Chardonneret, de Cécile Odartchenko
J'ai lu ce 1er roman autobiographique de Cécile Odartchenko dans le cadre d'un partenariat avec les Editions Abel Bécanes et le forum Livraddict, que je remercie vivement pour la découverte de cet ouvrage très agréable à lire, et au style poétique certain. C'est avec un grand plaisir que je lirai les tomes suivants!
Pourquoi cet auteur, pourquoi ce titre? Tout d'abord, l'auteur en raison de ses origines russes, qui représentent une culture que je ne connais que trop peu et qui m'attire terriblement. Ensuite ce titre, grâce à la présentation de l'éditeur, où certaines phrases ne pouvaient qu'attiser ma curiosité : "Dans la solitude déchirée de la guerre, la petite fille se nourrit de la culture et des paysages d'une Russie dont son père la fait héritière. Et qu'importe qu'à la fin de sa vie la déchéance le gagne : il lui aura transmis son énergie, sa démesure et le lyrisme de ses passions [...] A travers les péripéties et les aventures, émerge la belle figure d'un père aimant, déraciné, bien mal fait pour la dureté du quotidien".
A travers ces quelques pages, nous assistons en effet à la naissance d'une femme, que la vie n'a pas épargnée, mais qui, au fil des épreuves, trouvera force et réconfort dans les mots, la littérature, la poésie, la rêverie... On ne se demande pas, après avoir lu Chardonneret, pourquoi Cécile Odartchenko est devenue écrivain!
Dès l'entrée du récit, l'auteur nous met face aux lectures que lui a faites sa nourrice Nadia, durant toute son enfance : les contes traditionnels, les auteurs classiques russes... Autant de références que le lecteur retrouvera avec plaisir au détour d'une phrase, d'une allusion, partageant ainsi avec la petite fille les mêmes images, les mêmes histoires (en particulier celles de Guerre et Paix, de Tolstoï).
S'ensuit, comme dans toute autobiographie, l'histoire de ses parents, du couple mythique, aux yeux de l'enfant qu'elle était, qu'ils formaient à leurs débuts où la passion les unissait, sous le regard bienveillant des grands-parents.
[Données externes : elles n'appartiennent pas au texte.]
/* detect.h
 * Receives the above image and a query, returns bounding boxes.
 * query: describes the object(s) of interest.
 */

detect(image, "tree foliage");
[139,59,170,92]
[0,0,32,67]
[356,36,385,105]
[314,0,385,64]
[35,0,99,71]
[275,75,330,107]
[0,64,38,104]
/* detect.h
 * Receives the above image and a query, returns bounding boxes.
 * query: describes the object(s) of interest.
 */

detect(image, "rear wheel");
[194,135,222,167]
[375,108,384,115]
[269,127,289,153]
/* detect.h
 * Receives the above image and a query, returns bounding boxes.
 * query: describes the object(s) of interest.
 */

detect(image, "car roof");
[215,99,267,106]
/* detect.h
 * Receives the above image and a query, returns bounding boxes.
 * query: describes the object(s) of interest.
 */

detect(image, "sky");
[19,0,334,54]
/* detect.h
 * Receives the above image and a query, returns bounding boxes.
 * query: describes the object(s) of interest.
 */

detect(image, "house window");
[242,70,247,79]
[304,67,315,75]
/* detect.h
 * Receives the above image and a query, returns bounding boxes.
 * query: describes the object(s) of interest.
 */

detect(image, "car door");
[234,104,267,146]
Mais cette harmonie est rapidement perturbée, gâchée même, par l'irruption de la guerre, des fuites qu'elle a provoquées (les enfants ont été envoyés à l'abri dans des villes lointaines) et les choix qu'elle a imposés. C'est ainsi que la mère du personnage s'est engagée dans la Résistance, délaissant ses enfants et son mari et sombrant dans une dureté et un manque de tendresse qui m'ont vraiment marquée...
Ce que j'ai particulièrement apprécié, dans ce récit, c'est la simplicité avec laquelle l'auteur rapporte des faits marquants, parfois très douloureux, de son enfance. Une narration fluide, sans effet dramatique exagéré, où la pureté du point de vue de l'enfant est préservée, avec ses pensées naïves, et souvent sans concession. Et pourtant, cela n'empêche pas l'écriture de posséder de réelles qualités poétiques, par ses images, son rythme délicat, où la fragilité de la vie et des moments heureux transparaît.
Les mélanges d'univers sont également très plaisants : la réalité de la guerre et du quotidien ; les citations littéraires ; les hypothèses de l'enfant cherchant à expliquer le monde ; les références au passé familial, prenant l'aspect de légendes, constituent autant de strates narratives qui nourrissent à souhait le récit autobiographique et permettent au lecteur de pénétrer pleinement dans la vie du personnage et de s'y attacher assurément.
Dans toutes ces évocations, de la simple littérature à l'énoncé de plats traditionnels, j'ai ressenti une grande nostalgie : pour sa nourrice, qui a sans doute été le seul pilier de son enfance ; pour son père, ce modèle de vie et de foi en la vie et en l'amour ; pour sa mère, également, avec laquelle les relations ont été marquées de "mal-amour" et de déceptions... Une nostalgie qui pénètre peu à peu le lecteur et qui lui fait éprouver, au final, une légère tristesse pour le personnage.
Une claque, donc, que ce récit qui se lit tout seul et dont on ne peut que déplorer, sans doute, d'être si court...
Et en prime, une édition toute douce, agréable à manipuler en raison de son format un peu plus grand qu'un livre de poche, avec une couverture à rabat qui peut servir de marque-page, même si, comme toute bonne lectrice-blogueuse, des marque-pages, j'en ai des tonnes (encore deux de plus achetés aujourd'hui!). A cela s'ajoute une très belle préface de l'écrivain Pierre Garnier, dont les analyses sur l'oeuvre me semblent très fines et très pertinentes.